Brûlot politique qui dénonce la réalité de la montée du communisme en Yougoslavie, L’embuscade est une œuvre naturaliste courageuse qui confirme le talent de son réalisateur Živojin Pavlović, figure majeure de la Nouvelle Vague serbe des années 60.
Synopsis : A l’issue de la Seconde Guerre mondiale, durant l’établissement du pouvoir communiste en Yougoslavie, Ivan, ardent militant, rejoint les services de sécurité, l’OZNA (Département pour la Protection du Peuple) qui a pour mission de terroriser les « traitres » réfugiés dans les montagnes.

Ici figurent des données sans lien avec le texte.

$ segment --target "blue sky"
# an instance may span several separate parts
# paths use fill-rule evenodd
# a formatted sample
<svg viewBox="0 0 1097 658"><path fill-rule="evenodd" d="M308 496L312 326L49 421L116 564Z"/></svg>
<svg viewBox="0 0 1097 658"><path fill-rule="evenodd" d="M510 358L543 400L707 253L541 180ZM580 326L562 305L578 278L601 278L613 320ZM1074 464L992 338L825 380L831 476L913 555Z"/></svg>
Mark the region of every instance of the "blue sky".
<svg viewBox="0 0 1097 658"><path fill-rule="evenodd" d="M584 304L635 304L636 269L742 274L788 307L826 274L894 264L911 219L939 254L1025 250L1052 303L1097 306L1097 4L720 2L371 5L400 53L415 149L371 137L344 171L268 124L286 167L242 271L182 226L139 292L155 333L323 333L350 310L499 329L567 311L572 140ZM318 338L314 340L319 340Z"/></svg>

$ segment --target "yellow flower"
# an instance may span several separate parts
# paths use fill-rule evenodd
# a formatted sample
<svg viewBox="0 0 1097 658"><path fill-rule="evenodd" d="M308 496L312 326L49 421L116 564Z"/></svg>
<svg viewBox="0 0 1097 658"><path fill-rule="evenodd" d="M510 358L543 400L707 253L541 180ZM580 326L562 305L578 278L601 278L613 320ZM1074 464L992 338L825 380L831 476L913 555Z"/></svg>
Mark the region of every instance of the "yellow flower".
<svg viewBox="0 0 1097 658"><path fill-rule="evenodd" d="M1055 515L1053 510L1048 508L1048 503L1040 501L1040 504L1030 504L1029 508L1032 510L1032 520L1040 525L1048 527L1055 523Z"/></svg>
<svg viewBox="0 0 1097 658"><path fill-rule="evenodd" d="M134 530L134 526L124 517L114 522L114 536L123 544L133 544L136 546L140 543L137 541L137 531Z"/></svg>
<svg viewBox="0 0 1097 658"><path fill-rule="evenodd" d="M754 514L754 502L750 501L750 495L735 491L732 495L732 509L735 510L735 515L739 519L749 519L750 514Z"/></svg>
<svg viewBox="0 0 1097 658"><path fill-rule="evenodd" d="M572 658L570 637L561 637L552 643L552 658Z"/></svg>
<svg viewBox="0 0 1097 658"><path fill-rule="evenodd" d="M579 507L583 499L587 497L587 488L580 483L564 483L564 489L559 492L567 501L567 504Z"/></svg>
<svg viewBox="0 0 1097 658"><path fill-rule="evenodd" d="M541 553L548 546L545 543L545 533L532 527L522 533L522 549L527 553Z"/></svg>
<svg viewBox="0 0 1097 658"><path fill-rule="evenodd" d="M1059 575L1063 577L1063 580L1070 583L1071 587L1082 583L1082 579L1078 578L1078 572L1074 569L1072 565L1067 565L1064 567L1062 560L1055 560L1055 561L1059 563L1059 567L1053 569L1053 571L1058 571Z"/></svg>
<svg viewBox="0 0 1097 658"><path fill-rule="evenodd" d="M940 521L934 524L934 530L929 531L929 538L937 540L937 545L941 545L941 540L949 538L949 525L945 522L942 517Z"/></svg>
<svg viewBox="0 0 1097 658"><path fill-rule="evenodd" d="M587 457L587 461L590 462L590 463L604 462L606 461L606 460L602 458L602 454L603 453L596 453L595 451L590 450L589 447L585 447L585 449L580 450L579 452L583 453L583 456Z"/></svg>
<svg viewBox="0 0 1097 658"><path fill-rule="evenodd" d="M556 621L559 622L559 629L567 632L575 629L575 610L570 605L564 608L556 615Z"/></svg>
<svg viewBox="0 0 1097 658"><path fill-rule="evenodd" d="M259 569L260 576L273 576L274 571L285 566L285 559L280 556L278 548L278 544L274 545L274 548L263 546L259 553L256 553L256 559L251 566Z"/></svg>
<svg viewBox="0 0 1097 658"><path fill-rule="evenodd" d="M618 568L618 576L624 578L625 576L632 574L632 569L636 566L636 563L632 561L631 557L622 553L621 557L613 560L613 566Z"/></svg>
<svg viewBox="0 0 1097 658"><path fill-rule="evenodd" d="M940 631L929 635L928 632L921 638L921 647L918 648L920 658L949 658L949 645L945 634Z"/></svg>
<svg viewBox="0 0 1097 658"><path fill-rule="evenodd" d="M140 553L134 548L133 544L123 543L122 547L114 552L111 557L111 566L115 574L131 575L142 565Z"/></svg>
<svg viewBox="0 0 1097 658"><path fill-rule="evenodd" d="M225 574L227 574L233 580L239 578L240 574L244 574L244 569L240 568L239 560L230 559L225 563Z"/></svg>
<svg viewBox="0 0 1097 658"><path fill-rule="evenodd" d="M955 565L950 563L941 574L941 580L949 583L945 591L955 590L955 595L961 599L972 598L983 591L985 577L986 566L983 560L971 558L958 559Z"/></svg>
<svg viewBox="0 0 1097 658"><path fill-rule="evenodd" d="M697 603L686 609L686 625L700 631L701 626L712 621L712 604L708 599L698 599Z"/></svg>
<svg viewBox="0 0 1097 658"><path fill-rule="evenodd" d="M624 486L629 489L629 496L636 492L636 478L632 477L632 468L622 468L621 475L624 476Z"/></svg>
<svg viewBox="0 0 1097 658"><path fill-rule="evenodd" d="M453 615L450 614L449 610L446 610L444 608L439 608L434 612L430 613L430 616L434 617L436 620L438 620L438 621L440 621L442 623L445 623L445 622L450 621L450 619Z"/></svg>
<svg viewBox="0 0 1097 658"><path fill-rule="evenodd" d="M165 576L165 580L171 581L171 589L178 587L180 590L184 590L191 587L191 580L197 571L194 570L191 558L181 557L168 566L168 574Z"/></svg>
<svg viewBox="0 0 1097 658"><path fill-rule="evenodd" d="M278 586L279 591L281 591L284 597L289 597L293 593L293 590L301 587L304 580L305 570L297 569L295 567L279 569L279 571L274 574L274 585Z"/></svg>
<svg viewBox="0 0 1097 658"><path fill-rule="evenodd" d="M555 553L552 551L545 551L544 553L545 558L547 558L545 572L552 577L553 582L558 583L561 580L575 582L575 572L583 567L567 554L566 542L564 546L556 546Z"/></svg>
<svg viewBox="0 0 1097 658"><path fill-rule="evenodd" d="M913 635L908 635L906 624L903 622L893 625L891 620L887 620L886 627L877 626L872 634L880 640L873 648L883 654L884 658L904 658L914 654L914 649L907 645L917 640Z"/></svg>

Mais les convictions de ce jeune révolutionnaire idéaliste sont soumis à rude épreuve, face au cynisme de ses supérieurs.
Retour critique sur l’action des Partisans yougoslaves
Critique : Durant les années 60, le cinéma yougoslave s’est largement développé au point de proposer une vingtaine de longs métrages par an. Parmi eux, on compte des œuvres commerciales destinées au public local, notamment des comédies, mais aussi des productions plus aventureuses très largement influencées par la Nouvelle Vague française. Ainsi, de nombreux auteurs majeurs ont percé durant cette période faste, dont le cinéaste et écrivain Živojin Pavlović qui se fait remarquer de la critique internationale grâce à des films au réalisme brut comme Le réveil des rats (1967) et surtout Quand je serai mort et livide (1967). Le bel écho mondial rencontré par ce dernier – l’unique œuvre de son auteur à avoir été diffusée en salles en France – permet à son réalisateur d’avoir les coudées franches pour un nouveau long métrage qui entend revenir sur la lutte des Partisans communistes pour l’instauration du titisme en Yougoslavie.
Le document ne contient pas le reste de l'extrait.